WASHINGTON- Hampir tiga tahun setelah invasi besar-besaran Rusia ke Ukraina, perang tersebut bukannya tanpa kelemahan. Namun ada satu elemen baru yang aneh dan menonjol: pasukan Korea Utara berbaur di medan perang.
Badan intelijen Korea Selatan pertama kali memperingatkan kehadiran mereka di wilayah Rusia bulan lalu, dan sejak itu, semakin banyak bukti mengenai klaim tersebut telah menyebar ke markas NATO di Brussels, PBB dan Washington.

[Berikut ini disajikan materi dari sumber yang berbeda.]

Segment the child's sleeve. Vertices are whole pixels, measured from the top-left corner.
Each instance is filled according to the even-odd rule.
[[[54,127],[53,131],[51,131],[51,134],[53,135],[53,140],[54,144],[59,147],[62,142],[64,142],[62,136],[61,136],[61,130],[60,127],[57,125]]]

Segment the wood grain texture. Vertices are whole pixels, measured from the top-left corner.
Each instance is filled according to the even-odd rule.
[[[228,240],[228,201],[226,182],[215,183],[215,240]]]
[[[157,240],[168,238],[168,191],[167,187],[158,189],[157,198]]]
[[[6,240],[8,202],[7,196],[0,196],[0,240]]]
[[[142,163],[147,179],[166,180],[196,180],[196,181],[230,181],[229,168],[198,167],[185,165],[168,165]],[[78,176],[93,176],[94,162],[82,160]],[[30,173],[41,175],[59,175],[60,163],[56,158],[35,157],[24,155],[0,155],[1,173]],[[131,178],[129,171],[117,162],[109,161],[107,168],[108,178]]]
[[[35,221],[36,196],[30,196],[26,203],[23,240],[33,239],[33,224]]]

Bagi Ukraina, yang sudah dikepung, perkembangan ini jelas merupakan tanda adanya bahaya. Presiden Ukraina Volodymyr Zelenskyy mengatakan kepada televisi Korea Selatan pada hari Kamis bahwa ia memperkirakan pasukan Korea Utara akan terlibat dalam pertempuran dengan pasukan Ukraina dalam “hari, bukan bulan.”
Berbicara bersama para pejabat senior Korea Selatan di Departemen Luar Negeri, Menteri Luar Negeri AS Anthony Blinken membuat prediksi tersebut pada hari Kamis, dengan mengatakan Rusia dapat menggunakan pasukannya dalam operasi garis depan, beberapa jam setelah Korea Utara menguji rudal balistik antarbenua. untuk digunakan. dalam beberapa hari ke depan.

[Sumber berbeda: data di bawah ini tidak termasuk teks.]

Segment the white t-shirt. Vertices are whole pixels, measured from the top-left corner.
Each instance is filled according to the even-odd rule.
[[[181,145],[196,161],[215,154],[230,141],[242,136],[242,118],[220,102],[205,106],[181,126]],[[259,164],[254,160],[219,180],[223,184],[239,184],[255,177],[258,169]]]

Berikut adalah gambaran bagaimana mereka berada di ambang perang, 5.000 mil dari rumah mereka dan apa dampaknya bagi kawasan ini dan dunia pada umumnya.
Seberapa pentingkah itu?
Beberapa analis menyebut ini sebagai momen penting.
Peter Dickinson, editor publikasi UkraineAlert milik Dewan Atlantik, menulis: “Kedatangan pasukan Korea Utara di medan perang Eropa adalah peristiwa bersejarah yang belum pernah terjadi sebelumnya, sebuah peningkatan besar dalam serangan terbesar di Eropa sejak Perang Dunia II.”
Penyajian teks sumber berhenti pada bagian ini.